Via Ahram:

The debate over US healthcare reform that has gripped the nation and led to a government shutdown is of small concern in rural Pennsylvania’s Amish country for a very simple reason.
Along with eschewing cars and many other modern technologies, the descendants of 18th-Century German immigrants who practice the Amish and Old Order Mennonite religions, have effectively opted out of Obamacare, along with most federal safety net programs.

A little-known provision of the law with its roots in a 1950s battle over Social Security exempts these communities from the individual mandate, an element of the Affordable Care Act that requires most Americans to purchase health insurance in some form.
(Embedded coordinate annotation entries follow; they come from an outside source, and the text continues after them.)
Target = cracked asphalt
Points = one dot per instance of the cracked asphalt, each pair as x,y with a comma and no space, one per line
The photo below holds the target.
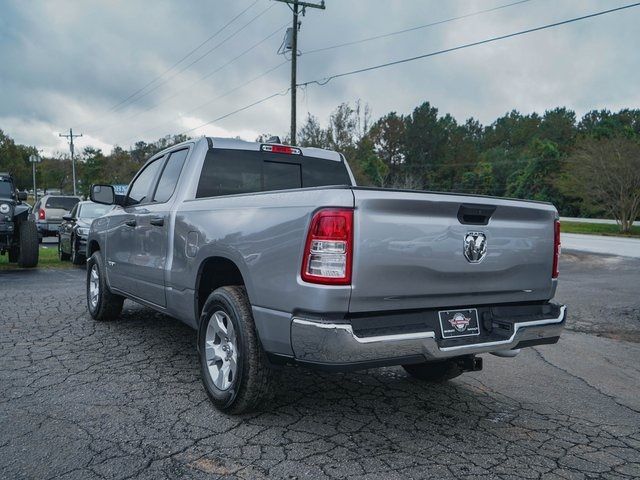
85,400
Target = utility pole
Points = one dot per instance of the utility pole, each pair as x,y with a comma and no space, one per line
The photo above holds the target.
71,136
294,5
34,159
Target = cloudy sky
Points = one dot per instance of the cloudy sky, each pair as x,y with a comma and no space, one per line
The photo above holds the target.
106,68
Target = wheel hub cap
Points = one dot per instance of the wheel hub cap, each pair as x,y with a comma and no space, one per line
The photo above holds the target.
220,350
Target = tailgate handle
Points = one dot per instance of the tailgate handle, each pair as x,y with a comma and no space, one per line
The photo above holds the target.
475,214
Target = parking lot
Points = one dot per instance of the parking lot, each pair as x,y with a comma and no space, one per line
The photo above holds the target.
85,400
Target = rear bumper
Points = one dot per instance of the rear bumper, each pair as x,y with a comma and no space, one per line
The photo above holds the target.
336,344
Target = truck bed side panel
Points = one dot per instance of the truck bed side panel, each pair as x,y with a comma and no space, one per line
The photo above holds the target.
264,235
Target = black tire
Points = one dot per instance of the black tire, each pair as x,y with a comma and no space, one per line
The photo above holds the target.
439,371
76,257
62,255
252,381
29,247
108,305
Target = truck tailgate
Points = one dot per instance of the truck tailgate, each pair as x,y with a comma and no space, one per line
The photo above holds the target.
409,251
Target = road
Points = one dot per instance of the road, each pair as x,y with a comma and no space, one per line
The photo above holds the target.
608,245
604,221
86,400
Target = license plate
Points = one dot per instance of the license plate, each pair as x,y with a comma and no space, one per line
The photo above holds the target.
459,323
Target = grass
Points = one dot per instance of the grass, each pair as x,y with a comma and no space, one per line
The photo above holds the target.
598,229
48,259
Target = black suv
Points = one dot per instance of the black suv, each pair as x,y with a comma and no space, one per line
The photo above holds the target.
18,231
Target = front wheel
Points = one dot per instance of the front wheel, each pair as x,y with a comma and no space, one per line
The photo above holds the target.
440,371
234,367
61,254
76,257
103,305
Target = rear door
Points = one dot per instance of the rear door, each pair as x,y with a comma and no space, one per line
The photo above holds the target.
410,250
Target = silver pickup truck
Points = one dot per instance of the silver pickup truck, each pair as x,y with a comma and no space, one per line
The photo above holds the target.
275,256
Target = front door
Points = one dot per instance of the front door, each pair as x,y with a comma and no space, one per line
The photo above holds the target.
133,248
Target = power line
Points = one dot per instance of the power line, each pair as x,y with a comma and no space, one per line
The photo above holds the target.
246,107
325,80
191,52
412,29
208,75
228,92
208,52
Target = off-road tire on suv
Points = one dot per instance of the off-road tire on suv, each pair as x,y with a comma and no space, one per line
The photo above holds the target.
29,248
439,371
107,305
61,255
253,378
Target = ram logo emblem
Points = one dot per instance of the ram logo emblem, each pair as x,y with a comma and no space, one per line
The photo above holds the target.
475,246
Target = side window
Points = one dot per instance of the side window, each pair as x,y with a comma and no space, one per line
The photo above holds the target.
140,187
227,172
170,175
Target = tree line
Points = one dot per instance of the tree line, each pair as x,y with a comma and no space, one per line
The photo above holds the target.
587,166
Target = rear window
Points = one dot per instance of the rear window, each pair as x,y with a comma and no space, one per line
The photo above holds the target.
228,172
63,203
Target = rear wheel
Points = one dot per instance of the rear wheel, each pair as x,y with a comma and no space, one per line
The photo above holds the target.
29,248
439,371
234,368
103,305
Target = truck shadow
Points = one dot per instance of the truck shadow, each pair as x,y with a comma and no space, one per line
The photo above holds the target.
380,395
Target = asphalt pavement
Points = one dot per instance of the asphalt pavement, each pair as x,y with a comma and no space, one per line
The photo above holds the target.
86,400
607,245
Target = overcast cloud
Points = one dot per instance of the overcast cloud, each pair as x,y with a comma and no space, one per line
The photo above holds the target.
66,63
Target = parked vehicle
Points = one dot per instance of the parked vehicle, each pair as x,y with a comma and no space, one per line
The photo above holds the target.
18,232
275,256
74,229
49,210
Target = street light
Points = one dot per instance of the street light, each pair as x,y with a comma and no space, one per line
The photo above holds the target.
34,159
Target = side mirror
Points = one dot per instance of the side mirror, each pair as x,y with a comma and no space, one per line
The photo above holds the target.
104,194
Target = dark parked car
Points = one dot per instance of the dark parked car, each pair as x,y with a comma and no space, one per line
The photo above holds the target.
72,236
18,233
49,211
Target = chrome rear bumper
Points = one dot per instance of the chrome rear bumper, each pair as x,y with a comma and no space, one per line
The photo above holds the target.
315,341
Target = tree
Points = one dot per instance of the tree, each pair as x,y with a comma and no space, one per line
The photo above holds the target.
605,172
387,138
311,134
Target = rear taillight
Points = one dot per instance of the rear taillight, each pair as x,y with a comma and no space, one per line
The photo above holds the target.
556,249
328,251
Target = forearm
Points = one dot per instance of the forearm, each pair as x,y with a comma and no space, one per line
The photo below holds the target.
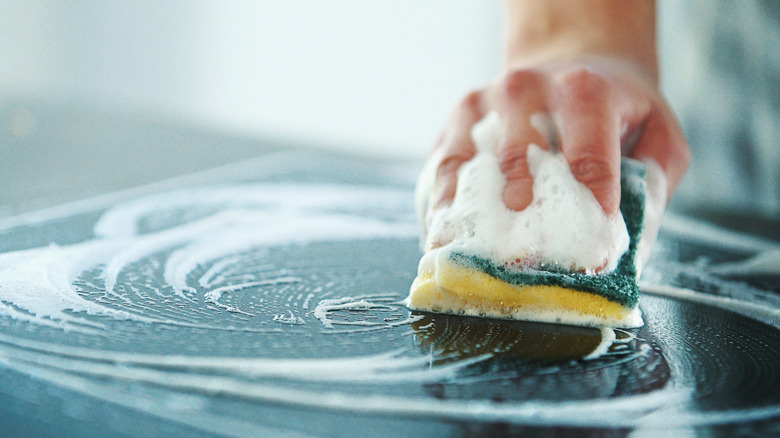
539,31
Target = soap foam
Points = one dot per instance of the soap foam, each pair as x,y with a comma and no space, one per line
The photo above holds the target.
564,225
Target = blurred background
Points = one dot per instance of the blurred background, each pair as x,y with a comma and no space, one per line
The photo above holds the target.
220,80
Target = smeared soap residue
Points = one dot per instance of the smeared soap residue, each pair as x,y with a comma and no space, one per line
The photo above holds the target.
37,285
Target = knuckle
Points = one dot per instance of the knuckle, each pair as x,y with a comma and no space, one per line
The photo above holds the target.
518,81
593,170
471,102
513,162
582,83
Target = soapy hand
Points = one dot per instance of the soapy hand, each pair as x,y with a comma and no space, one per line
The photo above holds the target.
593,110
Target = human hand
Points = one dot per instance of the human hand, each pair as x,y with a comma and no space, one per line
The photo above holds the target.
600,109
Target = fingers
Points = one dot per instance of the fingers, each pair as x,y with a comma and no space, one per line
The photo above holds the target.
518,99
457,146
590,137
663,141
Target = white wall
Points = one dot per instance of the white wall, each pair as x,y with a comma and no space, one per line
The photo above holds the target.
349,74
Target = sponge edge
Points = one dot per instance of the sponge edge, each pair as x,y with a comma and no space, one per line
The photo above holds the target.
455,281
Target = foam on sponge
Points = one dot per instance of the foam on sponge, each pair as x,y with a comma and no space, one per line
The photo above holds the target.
562,259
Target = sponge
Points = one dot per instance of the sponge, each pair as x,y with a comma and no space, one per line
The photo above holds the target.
451,280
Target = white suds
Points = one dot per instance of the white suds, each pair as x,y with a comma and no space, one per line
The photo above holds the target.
564,224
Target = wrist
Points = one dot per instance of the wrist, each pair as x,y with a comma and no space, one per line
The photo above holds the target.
543,32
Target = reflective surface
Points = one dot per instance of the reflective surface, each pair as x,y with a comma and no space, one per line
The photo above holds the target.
265,298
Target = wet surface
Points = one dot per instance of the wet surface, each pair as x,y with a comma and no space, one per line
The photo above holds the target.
265,299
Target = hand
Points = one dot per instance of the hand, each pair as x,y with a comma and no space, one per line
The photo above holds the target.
602,109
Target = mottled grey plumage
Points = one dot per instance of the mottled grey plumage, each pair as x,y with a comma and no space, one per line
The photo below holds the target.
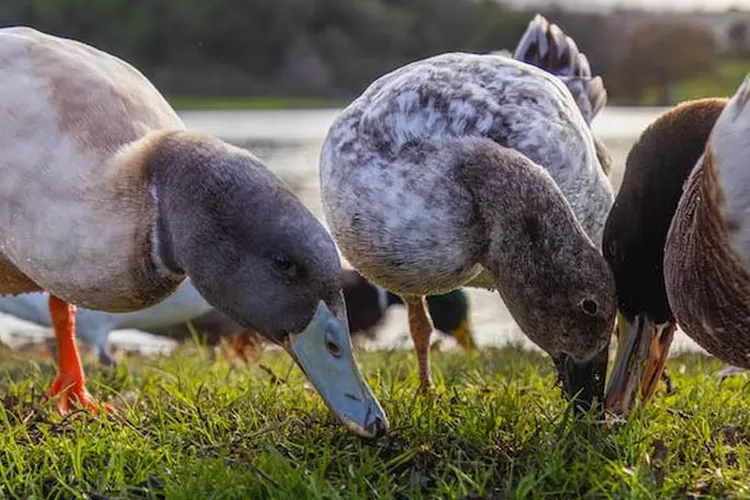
464,163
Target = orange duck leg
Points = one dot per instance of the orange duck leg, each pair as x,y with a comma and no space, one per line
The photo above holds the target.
70,383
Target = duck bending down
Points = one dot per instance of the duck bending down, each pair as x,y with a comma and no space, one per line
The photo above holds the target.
107,202
479,170
657,166
366,305
706,272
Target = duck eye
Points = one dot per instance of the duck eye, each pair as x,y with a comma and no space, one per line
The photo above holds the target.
333,348
589,306
285,265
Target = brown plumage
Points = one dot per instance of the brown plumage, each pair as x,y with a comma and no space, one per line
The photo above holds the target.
707,282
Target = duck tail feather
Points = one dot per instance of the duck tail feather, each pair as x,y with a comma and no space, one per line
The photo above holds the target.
546,46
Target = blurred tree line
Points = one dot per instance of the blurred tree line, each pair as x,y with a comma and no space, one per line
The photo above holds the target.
336,47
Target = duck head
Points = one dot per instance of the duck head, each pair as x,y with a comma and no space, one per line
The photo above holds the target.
258,255
634,236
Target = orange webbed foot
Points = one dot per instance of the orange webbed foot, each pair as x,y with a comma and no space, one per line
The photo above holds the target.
73,395
70,384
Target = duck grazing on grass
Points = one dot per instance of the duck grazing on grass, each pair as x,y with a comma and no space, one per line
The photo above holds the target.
366,305
106,201
706,272
656,169
480,170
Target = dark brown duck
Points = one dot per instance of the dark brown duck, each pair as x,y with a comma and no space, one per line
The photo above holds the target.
656,169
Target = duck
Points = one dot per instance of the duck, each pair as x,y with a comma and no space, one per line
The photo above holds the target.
108,202
366,305
95,326
480,170
704,273
656,169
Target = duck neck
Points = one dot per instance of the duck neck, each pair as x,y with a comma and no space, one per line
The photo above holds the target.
532,242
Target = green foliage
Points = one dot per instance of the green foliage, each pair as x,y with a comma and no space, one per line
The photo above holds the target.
189,427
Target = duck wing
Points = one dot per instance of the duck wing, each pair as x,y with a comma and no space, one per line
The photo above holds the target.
546,46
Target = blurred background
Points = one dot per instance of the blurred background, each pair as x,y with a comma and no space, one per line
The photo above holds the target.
649,52
271,75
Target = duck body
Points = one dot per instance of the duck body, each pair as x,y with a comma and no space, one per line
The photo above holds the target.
707,252
421,115
95,326
367,303
657,167
478,170
107,202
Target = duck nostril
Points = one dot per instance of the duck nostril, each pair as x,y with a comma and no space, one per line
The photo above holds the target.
378,427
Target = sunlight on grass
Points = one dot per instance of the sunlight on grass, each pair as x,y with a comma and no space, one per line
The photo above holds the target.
190,427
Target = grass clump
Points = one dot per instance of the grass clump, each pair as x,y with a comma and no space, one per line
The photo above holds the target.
191,427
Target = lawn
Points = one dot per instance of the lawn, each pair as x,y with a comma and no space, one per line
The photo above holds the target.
188,426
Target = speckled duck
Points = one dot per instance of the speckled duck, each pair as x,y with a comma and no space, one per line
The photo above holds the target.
481,170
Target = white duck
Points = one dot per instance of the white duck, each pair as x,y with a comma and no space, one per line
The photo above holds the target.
106,201
95,326
480,170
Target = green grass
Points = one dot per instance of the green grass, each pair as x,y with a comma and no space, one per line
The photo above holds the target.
253,103
190,427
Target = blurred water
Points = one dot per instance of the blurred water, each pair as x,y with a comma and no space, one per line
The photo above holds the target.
289,143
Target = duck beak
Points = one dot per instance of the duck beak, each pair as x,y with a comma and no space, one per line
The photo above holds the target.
462,334
324,352
582,382
642,350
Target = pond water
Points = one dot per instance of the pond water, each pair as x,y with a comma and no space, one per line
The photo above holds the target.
289,142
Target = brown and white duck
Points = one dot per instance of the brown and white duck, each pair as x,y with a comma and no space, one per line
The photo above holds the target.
678,241
106,201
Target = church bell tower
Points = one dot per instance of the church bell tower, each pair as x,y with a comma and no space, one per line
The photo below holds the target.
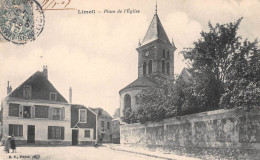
156,52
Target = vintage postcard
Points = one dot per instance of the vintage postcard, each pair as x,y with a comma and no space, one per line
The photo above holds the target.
129,79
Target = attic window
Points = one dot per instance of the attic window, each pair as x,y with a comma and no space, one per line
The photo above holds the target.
82,115
27,92
53,96
100,112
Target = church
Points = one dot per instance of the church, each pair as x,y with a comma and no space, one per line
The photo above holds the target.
155,59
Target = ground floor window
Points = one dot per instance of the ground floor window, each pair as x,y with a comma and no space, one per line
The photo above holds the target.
55,132
87,133
16,130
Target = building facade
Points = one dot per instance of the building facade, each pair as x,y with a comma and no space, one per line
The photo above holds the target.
116,131
83,124
104,125
155,59
36,113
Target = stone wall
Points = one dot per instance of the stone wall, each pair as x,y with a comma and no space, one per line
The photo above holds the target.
217,129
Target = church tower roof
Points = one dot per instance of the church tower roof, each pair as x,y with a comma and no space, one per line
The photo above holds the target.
155,31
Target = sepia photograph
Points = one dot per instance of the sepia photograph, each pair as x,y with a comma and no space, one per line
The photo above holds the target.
129,79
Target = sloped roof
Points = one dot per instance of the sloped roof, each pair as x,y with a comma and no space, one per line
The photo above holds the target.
104,113
41,88
155,31
141,82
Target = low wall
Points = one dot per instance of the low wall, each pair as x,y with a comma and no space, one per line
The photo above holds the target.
217,129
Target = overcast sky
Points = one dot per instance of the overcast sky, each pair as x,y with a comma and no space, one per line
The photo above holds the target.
96,54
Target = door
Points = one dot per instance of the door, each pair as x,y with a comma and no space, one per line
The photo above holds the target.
75,137
31,134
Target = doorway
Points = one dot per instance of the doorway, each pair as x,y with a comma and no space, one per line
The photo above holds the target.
75,137
31,134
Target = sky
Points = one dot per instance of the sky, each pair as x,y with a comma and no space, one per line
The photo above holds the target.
96,55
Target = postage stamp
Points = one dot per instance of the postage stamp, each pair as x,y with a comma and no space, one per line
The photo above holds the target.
21,20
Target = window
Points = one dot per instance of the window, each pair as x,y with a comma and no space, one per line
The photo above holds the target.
168,55
55,132
87,133
16,130
53,96
102,125
144,68
56,113
27,92
163,53
127,102
150,66
163,66
41,111
13,110
83,115
168,68
26,111
100,112
108,125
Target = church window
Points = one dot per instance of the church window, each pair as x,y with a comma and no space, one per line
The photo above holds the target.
168,68
127,102
163,66
163,53
168,55
150,66
144,68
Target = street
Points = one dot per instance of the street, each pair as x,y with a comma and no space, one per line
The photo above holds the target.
71,153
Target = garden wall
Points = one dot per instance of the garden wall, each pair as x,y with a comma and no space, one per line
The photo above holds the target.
217,129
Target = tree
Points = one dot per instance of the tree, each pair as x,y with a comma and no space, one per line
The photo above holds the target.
242,88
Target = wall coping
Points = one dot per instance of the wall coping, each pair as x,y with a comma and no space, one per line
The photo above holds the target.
188,118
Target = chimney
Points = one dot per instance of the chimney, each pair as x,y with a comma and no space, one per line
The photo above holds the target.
9,88
70,94
45,72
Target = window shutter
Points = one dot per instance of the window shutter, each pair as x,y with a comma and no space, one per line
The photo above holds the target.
20,111
21,130
33,111
11,129
63,113
49,132
62,133
50,113
86,116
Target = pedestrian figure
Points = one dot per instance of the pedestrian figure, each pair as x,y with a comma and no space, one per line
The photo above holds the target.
13,146
7,144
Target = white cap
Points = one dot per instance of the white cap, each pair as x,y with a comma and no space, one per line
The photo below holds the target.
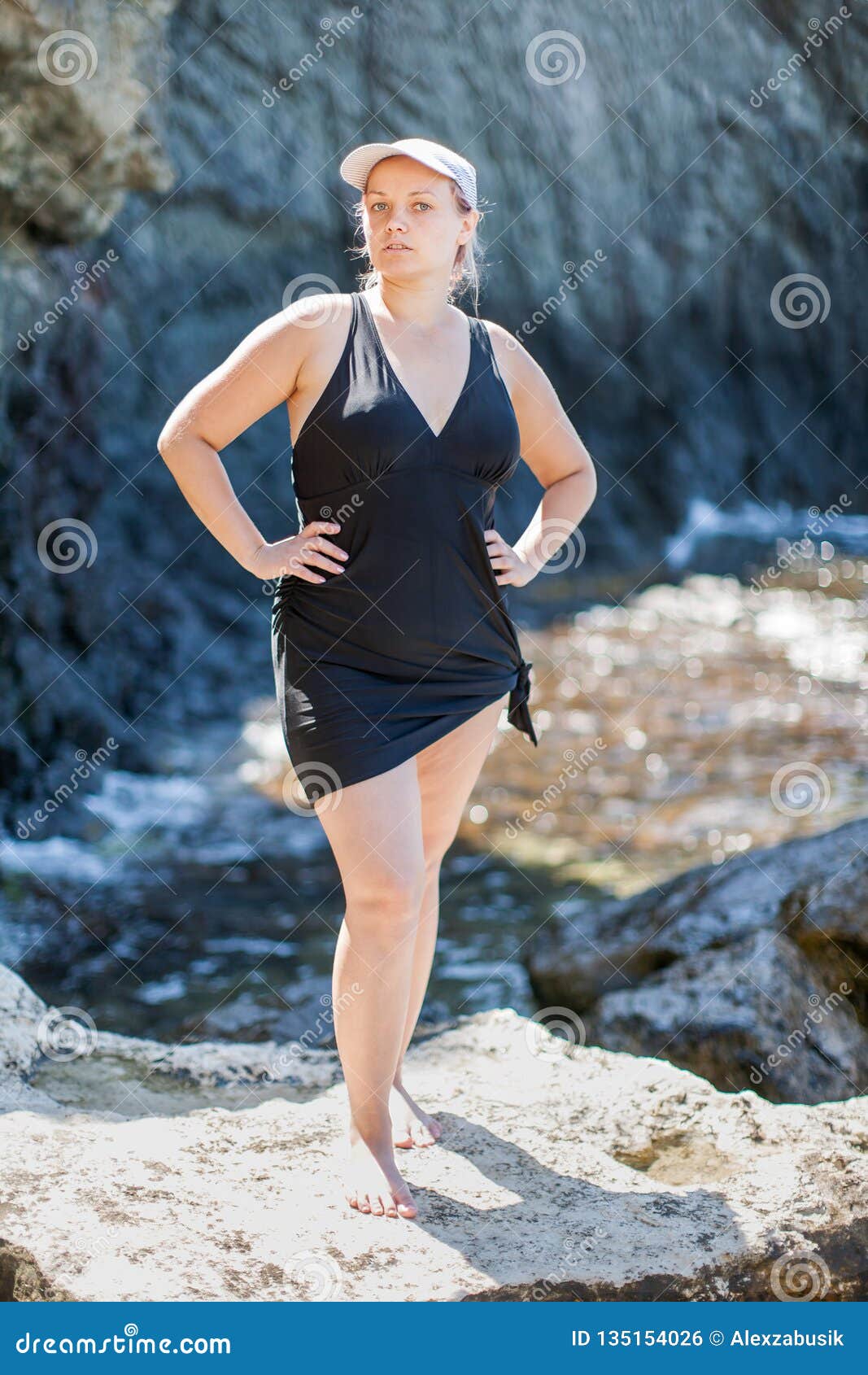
435,155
But it is not the idea of health insurance the Amish reject – the close-knit communities essentially insure themselves.

“We have our own health care,” said a retired Amish carpenter, who like other Amish interviewed for this story, asked that his name not be used because of a traditional aversion to publicity and bringing attention to oneself.

“They (hospitals) give you a bill,” he said. “If you can’t pay it, your church will.”

The Amish system is a little more complicated than that. Some 280,000 people live in Amish communities scattered through the United States, with the largest populations in Pennsylvania, Ohio and Indiana, according to research by Elizabethtown College in Pennsylvania.

While practices vary by community, most Amish fund their health care through a system that merges church aid, benefit auctions and negotiated discounts with local hospitals – promising quick cash payment in exchange for lower rates.

“The way they come together to pay for health care is amazing,” said Jan Bergen, chief operating officer at Lancaster General Health. “It’s a tithing. Their sense of responsibility extends beyond themselves and to the community.”

SHARED RESPONSIBILITY

The Amish exemption to Obamacare dates back nearly 60 years to when Congress extended the Social Security tax to the self-employed and to farmers. Many Amish refused to pay. The Internal Revenue Service moved to enforce the law, sometimes with disastrous public relations consequences.

“There was an Amish guy who refused to pay Social Security. IRS agents confiscated his horses while he was out in the field plowing,” said Donald Kraybill, author of “The Amish” and professor at Elizabethtown College.

In 1965, Congress passed a law giving certain Amish and Mennonite religious orders the right to opt out of Social Security, Medicaid and a host of other government benefits.